Cooney estimates that Ingersoll Rand is using about 40-50 temporary workers, but doubts they’re able to make much progress. “These are high-skill jobs, it’s not an assembly line situation. This place, they build compressors from the ground up.”

State Senator Marc Panepinto agreed that the work that IAMAW members does is very specialized, down to “a hundreth of an inch” at times. Touting his own history with labor, Panepinto said he was “upset that Ingersoll Rand is trying the mettle of Buffalo workers.”

About the healthcare dispute, Panepinto pointed out that Ingersoll Rand acquired the plant last year from Cameron for $850 million dollars. “Their CEO makes 365 times what the average worker makes in a year, which is more than the national average of CEOs making 305 times the average worker, and they’re trying to pass the buck on to working people.”

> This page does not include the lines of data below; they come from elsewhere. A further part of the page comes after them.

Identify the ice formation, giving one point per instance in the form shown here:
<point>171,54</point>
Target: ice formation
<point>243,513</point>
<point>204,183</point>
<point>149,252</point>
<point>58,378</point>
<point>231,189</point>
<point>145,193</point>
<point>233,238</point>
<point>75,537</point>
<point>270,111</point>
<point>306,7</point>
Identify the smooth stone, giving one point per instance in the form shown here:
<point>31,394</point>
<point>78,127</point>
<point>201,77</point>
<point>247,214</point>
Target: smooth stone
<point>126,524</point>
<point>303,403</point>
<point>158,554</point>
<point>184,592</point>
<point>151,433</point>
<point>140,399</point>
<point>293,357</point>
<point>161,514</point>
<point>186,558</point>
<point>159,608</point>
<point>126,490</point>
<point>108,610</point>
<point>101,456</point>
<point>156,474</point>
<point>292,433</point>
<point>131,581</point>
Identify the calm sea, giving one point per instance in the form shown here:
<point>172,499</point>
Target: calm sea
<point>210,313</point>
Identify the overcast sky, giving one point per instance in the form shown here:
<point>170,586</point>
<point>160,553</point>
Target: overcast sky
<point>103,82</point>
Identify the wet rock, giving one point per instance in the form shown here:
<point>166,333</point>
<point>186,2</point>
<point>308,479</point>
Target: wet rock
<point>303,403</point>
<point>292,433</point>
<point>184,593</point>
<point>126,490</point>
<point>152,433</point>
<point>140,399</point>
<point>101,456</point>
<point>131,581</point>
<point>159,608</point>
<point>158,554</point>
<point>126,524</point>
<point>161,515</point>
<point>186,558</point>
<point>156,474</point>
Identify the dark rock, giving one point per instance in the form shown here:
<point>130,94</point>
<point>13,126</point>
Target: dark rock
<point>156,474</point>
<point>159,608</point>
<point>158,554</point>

Panepinto’s Senate colleague Tim Kennedy addressed the crowd as a brief but chilling rain started to fall, exhorting them to “hold the line.” “We’re a blue-collar town with blue-collar workers and we’re gonna see this to the end!” he shouted. “Bring on the rain, bring on the snow, bring on the sleet. We’re gonna do what we need to be successful!”

Organizer and Western New York Area Labor Federation president Richard Lipsitz Jr. estimated there were 20-25 labor unions represented at the rally, and told the crowd that this struggle for economic justice “is taking place all over the country now.”

Three weeks in, some of the members may be wearing thin on patience, but the assembled appeared resolved, chanting “Hold the line!” as poncho-wearing Ingersoll Rand security staff in the cordoned-off parking lot trained video cameras at the crowd.

An eight-year veteran at Ingersoll Rand, Gary Krupski said that the strike has brought IAM members even closer together. “I think this has made us even stronger,” he said. “We’d like to see a fair deal, we’re not asking for the world.” 

Krupski added that the worker’s former healthcare plan was terminated within a week of them going on strike without warning from the company. “I thought we’d at least have to the end of the month,” he said.

Adjoining one of the plant’s entrances, demonstrators erected a makeshift home base underneath a pop-up tent with coolers of water and 15-foot-high inflatable rat labeled “Ingersoll Rat.” The generator to power the rat is on loan from an electrician’s union.